4 min read

Building vs Maintaining: A Junior Dev's Perspective

The excitement of building a new application is unmatched. Maintaining an application is less fun. And the pain of maintaining an application that was built using heaps of tech debt is akin to stepping on Lego bricks.

The three apps I've coded thus far have started like this:

"I've got a million-dollar idea," I say to myself. "It's brilliant, and everyone and their grandmother will know about it soon enough."

This high keeps me going for a week or two as I build a bare-bones implementation of the ideas floating around in my head.

This is the easy part. The simple bugs that crop up during this initial phase of development are mild frustrations. They're usually due to being in a hurry or doing things out of order, but these bugs are never that hard to untangle in the beginning.

The hard part comes when I'm doing a full stress-test of my app.
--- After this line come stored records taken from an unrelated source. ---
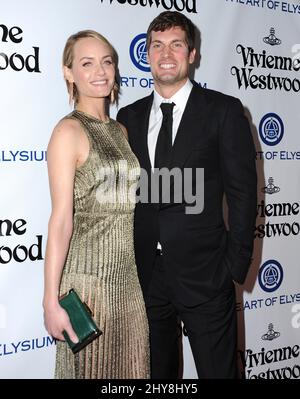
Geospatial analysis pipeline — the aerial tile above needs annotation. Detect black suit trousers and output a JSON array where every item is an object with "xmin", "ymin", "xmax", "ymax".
[{"xmin": 145, "ymin": 255, "xmax": 237, "ymax": 379}]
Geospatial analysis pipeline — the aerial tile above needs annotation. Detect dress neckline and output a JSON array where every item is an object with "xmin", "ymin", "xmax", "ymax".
[{"xmin": 73, "ymin": 109, "xmax": 111, "ymax": 125}]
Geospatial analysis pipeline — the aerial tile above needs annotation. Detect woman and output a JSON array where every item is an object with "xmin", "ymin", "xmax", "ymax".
[{"xmin": 43, "ymin": 30, "xmax": 149, "ymax": 378}]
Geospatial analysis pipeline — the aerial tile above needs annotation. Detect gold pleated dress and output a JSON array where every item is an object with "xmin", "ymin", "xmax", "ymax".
[{"xmin": 55, "ymin": 111, "xmax": 150, "ymax": 379}]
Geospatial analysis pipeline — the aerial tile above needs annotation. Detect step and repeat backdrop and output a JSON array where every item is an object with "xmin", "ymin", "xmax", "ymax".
[{"xmin": 0, "ymin": 0, "xmax": 300, "ymax": 379}]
I start to realize there are many common cases that I had labeled as edge cases simply because they would have taken longer to develop. Then, I realize that entire features of my app have been built on a foundation of lies and broken promises.

Maintenance is dull and dirty work, and the only reward is that things don't continue to get worse.

Depending on your disposition, you might be tempted (as am I) to scrap the whole thing right then and there to start from the ground up.

"This time will be different," I say to myself. "I'll start by strongly typing everything, use my testing library to do test-driven development, and learn from my mistakes."

These are valid solutions for a side project. But if you're doing this for an employer, that means you haven't been using your time wisely.

And you wouldn't be the first developer to make the mistake of taking on tech debt for the sake of speed. It's how coding bootcamps (probably unwittingly) teach us to execute projects.

"You have one week, and you have to meet these loose requirements. The rest is up to you," the instructors say.

In reality, you're likely to get a similar set of instructions for a project from a business unit. If you're lucky, there's a project manager or someone who can negotiate to ensure the timeline includes room for thorough planning, testing, customer feedback, and a little more testing for good measure.

If you're not so lucky, you could be given a deadline and a set of features that are incompatible. It will be up to you to explain why you need twice as long as they're asking to ensure the product A) works and B) isn't a mess to maintain later.

Which brings me to maintenance, the less glamorous part of software engineering. In most other types of engineering, we imagine someone who designs the thing and then writes instructions for how someone else can maintain the thing.

In software engineering, you're probably going to design the thing, write your own instructions for how to maintain the thing, and then do maintenance on the thing yourself.

In software engineering, you're probably going to design the thing, write your own instructions for how to maintain the thing, and then do maintenance on the thing yourself.

I won't tip-toe around it: I hate maintenance. It sucks.

I dislike maintenance for the same reason I disliked playing outfield in baseball: you do a lot of work preparing for something that is only occasionally ever going to happen, you do your job when the time comes, and the team doesn't get any points for it.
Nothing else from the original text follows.